Gangues realizam sequestros e extorsões, e mais da metade da população, cerca de 6,4 milhões de pessoas, vive sob risco de ser morta, sofrer violência sexual, ser recrutada à força, ser deslocada ou passar fome, conforme a ONU.

A crise se agravou após o assassinato do presidente Jovenel Moïse, em 2021.

As consequências para o futebol foram diretas: a seleção haitiana foi obrigada a disputar todas as suas partidas das eliminatórias fora do país, em campo neutro, em razão da crise de segurança. A onda de violência isolou o Haiti do restante do mundo, inclusive cortando acessos a portos e aeroportos, tornando inviável a realização de jogos em solo haitiano.

Taylor Ralph destacou que o feito tem uma camada ainda mais densa quando se considera o estado de destruição institucional do país. "O Haiti não tem uma estrutura hoje porque todas foram danificadas", disse o DJ, que acompanha de perto a realidade do país de origem mesmo à distância.

Kerby Romelus, enfermeiro haitiano que vive em São Paulo há nove anos, define como "surreal" ver sua seleção de volta ao Mundial. "A minha geração achava que era algo que nunca ia acontecer. E aconteceu."

O Haiti caiu justamente no Grupo C da Copa do Mundo, ao lado do Brasil, país onde Kerby construiu sua vida nos últimos anos.

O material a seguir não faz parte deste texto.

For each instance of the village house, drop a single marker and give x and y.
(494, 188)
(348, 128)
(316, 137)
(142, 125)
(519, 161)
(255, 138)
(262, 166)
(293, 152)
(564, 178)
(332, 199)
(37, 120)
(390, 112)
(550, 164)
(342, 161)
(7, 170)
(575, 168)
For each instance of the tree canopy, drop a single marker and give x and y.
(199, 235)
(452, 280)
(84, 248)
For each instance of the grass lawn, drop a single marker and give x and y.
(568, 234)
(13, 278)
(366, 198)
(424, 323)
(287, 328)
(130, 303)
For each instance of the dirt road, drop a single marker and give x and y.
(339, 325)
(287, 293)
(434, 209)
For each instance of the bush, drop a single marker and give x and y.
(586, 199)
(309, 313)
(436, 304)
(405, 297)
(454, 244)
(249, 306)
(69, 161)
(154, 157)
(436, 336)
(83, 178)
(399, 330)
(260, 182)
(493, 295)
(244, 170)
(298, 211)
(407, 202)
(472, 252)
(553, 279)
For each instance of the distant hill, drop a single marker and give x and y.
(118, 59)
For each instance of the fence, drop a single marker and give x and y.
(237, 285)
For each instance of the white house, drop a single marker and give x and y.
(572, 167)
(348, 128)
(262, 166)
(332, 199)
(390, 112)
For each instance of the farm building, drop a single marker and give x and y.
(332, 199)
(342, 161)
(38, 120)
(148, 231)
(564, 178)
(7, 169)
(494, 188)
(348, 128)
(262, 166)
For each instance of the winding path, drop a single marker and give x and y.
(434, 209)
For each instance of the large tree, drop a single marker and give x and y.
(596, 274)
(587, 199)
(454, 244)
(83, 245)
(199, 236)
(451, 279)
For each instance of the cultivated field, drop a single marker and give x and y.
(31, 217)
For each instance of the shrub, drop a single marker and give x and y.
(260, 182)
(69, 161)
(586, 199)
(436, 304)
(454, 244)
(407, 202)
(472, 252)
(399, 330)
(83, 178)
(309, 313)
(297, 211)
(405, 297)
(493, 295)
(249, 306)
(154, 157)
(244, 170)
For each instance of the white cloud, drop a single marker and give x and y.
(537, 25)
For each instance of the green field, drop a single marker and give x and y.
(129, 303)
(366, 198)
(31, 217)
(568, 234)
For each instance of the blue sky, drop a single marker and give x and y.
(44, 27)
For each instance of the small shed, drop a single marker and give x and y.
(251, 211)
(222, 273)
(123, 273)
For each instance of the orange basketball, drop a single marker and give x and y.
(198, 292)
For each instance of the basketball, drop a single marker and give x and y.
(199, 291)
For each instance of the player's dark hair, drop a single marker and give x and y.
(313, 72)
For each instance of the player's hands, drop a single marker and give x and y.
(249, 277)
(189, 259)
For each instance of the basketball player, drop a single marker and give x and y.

Os países disputam a fase de grupos também com Marrocos e Escócia.

"Infelizmente a gente caiu no grupo do Brasil. Mas são 52 anos — é algo que eu nem sei se vou viver de novo", disse Romelus. Mesmo que sua prioridade seja o Haiti, ele comenta que "minha segunda torcida vai ser sempre pelo Brasil".

"O Brasil é potência, é referência mundial no futebol. Faz mais de 20 anos que o Brasil não ganha uma Copa do Mundo. A festa vai ser grande — tanto aqui, quanto no Haiti, afinal o Haiti também é o grande fã do Brasil. Quando o Brasil ganha, a gente faz festa, a gente coloca banda na rua", diz Taylor.

Do lado esportivo, apesar de derrota por 1 a 0 para a Escócia na primeira rodada, a seleção haitiana deixou uma impressão positiva, tendo mais finalizações e maior posse de bola que os adversários, sinal de que Les Grenadiers chegam ao Mundial para além do papel de figurante.

O Brasil, por sua vez, estreou no Grupo C contra o Marrocos, em empate de 1 a 1, e enfrenta a Escócia na terceira rodada, em 24 de junho. A campanha da Seleção Brasileira, que busca o hexacampeonato sob o comando do técnico italiano Carlo Ancelotti, começou com a pressão habitual de um país que há duas décadas aguarda o retorno ao topo do futebol mundial.